FTX, the defunct crypto exchange, has been consolidating coins as part of efforts to settle over $8 billion in debt owed to customers and creditors following its bankruptcy in November 2022.
The bankrupt exchange is in the process of bridging several digital assets to their native blockchain networks, FTX shared in an update via X (formerly Twitter) on Sep. 6.
Additionally, they plan to move their holdings of Solana (SOL) and other virtual currencies from their reserves to BitGo.
A court appointed BitGo as FTX’s official custodian following a filing on Nov. 24, 13 days after the crypto exchange declared bankruptcy and founder Sam Bankman-Fried (SBF) resigned as chief executive officer (CEO).

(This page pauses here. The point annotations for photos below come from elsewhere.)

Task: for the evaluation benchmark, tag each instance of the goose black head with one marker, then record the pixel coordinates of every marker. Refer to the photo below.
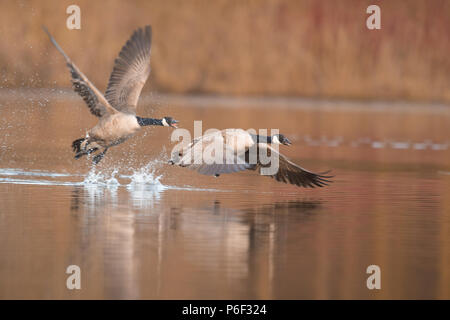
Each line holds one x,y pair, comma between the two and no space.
169,122
280,139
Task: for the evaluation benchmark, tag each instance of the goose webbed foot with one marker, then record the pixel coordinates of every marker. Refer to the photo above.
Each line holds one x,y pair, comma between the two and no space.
83,153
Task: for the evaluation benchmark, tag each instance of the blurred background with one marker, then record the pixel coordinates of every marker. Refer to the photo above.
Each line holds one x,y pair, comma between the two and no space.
308,48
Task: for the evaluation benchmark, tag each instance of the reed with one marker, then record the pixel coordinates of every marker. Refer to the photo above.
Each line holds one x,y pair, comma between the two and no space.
314,48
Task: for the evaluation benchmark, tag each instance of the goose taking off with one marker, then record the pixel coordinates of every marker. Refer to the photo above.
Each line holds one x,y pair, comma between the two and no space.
200,155
116,109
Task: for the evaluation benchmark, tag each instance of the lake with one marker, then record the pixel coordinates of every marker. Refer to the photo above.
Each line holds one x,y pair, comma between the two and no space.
139,228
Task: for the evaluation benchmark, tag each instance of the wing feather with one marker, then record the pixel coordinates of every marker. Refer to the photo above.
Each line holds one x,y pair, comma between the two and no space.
130,72
289,172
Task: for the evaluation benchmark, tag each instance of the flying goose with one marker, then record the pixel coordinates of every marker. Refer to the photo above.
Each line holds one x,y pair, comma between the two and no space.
200,155
116,109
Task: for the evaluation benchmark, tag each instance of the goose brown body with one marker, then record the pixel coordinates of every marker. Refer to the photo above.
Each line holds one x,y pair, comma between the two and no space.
116,109
199,156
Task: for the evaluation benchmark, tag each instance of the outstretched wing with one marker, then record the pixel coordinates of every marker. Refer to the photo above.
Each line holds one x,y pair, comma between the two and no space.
202,154
289,172
131,70
95,100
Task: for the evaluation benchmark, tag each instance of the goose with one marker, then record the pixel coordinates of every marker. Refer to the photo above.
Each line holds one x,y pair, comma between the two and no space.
116,109
239,144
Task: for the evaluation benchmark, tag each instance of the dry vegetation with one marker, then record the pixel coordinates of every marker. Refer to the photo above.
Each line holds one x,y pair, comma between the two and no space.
316,48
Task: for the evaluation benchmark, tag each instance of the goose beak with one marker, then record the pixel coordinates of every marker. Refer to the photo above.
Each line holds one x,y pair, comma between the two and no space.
287,142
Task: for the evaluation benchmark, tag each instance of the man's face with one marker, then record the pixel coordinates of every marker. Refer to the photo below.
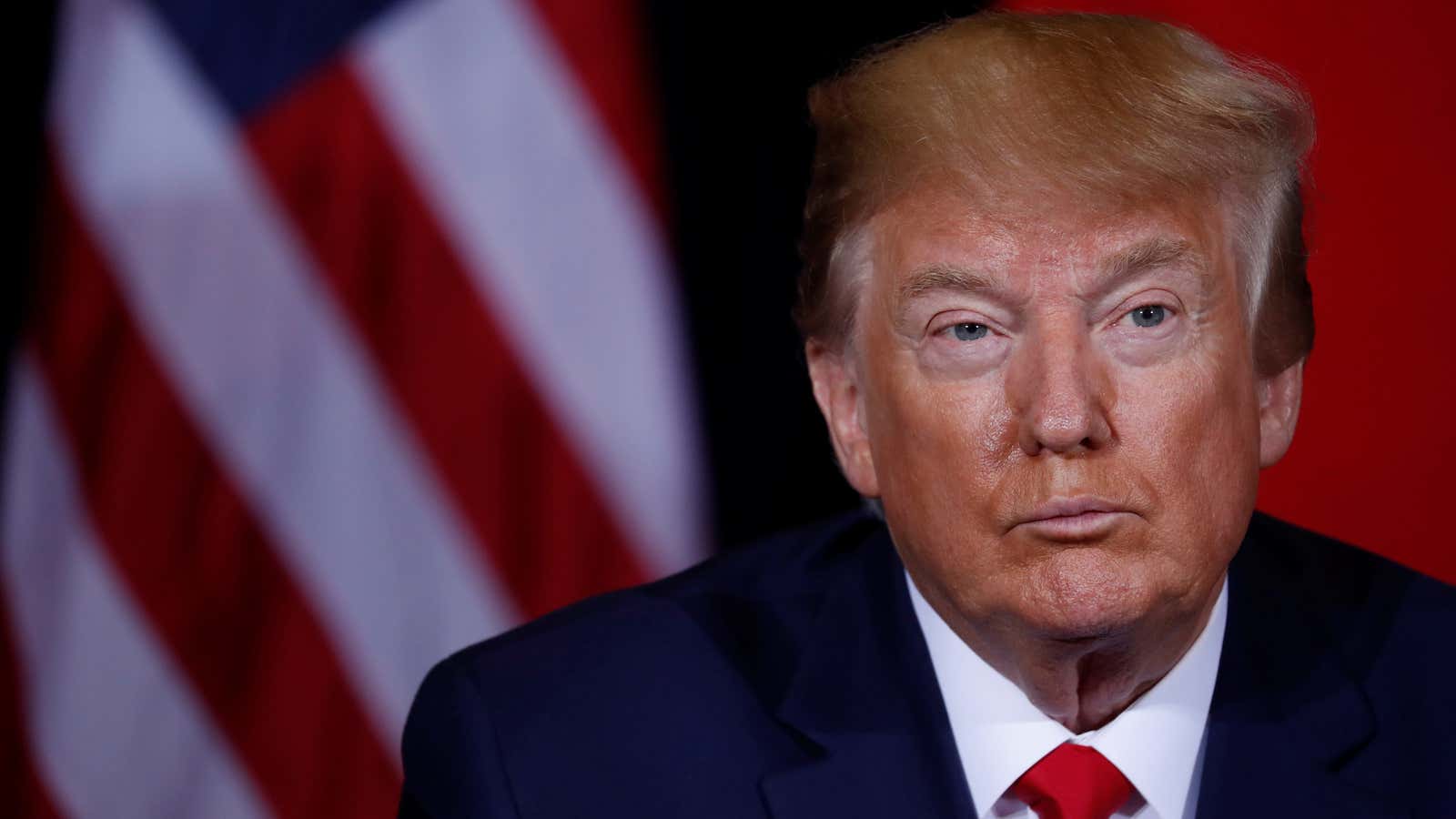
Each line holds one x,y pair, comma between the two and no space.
1059,410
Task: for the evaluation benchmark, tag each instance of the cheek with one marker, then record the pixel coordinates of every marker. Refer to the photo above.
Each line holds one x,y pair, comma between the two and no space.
939,443
1194,439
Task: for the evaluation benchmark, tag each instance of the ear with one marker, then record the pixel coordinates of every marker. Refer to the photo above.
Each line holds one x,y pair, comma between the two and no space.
1279,411
837,392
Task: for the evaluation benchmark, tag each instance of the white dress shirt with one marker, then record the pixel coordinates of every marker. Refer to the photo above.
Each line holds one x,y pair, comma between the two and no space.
1157,742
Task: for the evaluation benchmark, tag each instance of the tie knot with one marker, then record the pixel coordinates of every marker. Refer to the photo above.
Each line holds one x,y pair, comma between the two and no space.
1074,782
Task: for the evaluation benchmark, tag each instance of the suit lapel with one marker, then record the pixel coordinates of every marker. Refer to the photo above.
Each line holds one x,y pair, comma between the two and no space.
1285,717
868,709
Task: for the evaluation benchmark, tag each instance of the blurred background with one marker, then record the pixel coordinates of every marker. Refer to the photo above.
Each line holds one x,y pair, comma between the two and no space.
346,334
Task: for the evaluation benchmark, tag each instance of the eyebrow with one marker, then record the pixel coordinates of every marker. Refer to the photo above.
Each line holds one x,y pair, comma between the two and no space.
1148,256
1123,266
943,278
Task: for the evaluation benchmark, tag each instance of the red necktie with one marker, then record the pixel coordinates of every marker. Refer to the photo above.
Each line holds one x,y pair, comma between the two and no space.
1074,782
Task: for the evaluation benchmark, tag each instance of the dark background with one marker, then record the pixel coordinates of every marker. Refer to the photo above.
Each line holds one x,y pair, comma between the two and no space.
739,145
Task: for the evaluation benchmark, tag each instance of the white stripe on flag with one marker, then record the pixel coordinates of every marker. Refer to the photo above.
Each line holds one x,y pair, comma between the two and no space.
116,731
560,242
264,360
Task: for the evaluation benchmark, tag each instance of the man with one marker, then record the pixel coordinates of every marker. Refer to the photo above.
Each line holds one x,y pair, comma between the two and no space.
1056,319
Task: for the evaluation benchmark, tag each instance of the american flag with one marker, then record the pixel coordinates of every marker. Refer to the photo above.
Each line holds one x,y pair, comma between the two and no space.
354,341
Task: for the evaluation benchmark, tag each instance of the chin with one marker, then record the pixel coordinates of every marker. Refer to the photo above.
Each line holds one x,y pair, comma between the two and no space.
1087,596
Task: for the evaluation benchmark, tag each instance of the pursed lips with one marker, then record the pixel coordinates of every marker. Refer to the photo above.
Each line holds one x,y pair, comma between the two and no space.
1075,518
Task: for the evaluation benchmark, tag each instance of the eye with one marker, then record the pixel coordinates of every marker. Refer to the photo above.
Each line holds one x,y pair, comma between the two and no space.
1149,315
968,331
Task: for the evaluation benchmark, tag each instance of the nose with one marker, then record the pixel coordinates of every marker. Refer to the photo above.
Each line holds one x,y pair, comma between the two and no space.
1060,394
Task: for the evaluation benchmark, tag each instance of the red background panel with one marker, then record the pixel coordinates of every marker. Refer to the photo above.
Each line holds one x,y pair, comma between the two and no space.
1376,445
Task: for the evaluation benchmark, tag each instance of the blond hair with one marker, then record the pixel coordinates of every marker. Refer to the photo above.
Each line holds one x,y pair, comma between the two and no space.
1114,111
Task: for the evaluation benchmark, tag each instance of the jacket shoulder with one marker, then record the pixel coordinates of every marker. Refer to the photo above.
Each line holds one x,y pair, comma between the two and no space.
618,691
1390,629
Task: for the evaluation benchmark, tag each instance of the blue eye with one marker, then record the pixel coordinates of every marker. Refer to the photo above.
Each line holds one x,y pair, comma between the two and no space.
968,331
1149,315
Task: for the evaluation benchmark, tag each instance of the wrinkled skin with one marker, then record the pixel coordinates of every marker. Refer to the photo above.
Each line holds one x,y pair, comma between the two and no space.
1004,365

According to court documents, the Custodial Services Agreement included a $5 million one-time upfront fee for securing FTX’s crypto assets during bankruptcy proceedings.
FTX filed for Chapter 11 bankruptcy protection in Delaware on Nov. 11.
This decision was prompted by a severe lack of corporate controls within SBF’s crypto business empire and the alleged misappropriation of customer funds during his leadership, as explained by bankruptcy administrator John Ray III.
SBF was later arrested by Bahamian law enforcement in December before his extradition to the US where he faces a litany of criminal charges including fraud, conspiracy, and money laundering.
Federal prosecutors charged SBF with eight counts, and later, five more charges were added.
However, the government will proceed with the initial allegations after US attorneys dropped campaign finance violation claims and four other charges due to an issue with SBF’s extradition agreement.
The former FTX CEO pleaded not guilty to all charges and was initially released on a $250 million bail bond to his parent’s house in Palo Alto, California.
Judge Lewis Kaplan revoked Bankman-Fried’s bail following claims of witness tampering by the accused. Authorities later moved the former FTX CEO to the Metropolitan Detention Center in Brooklyn ahead of his criminal trial in October 2023.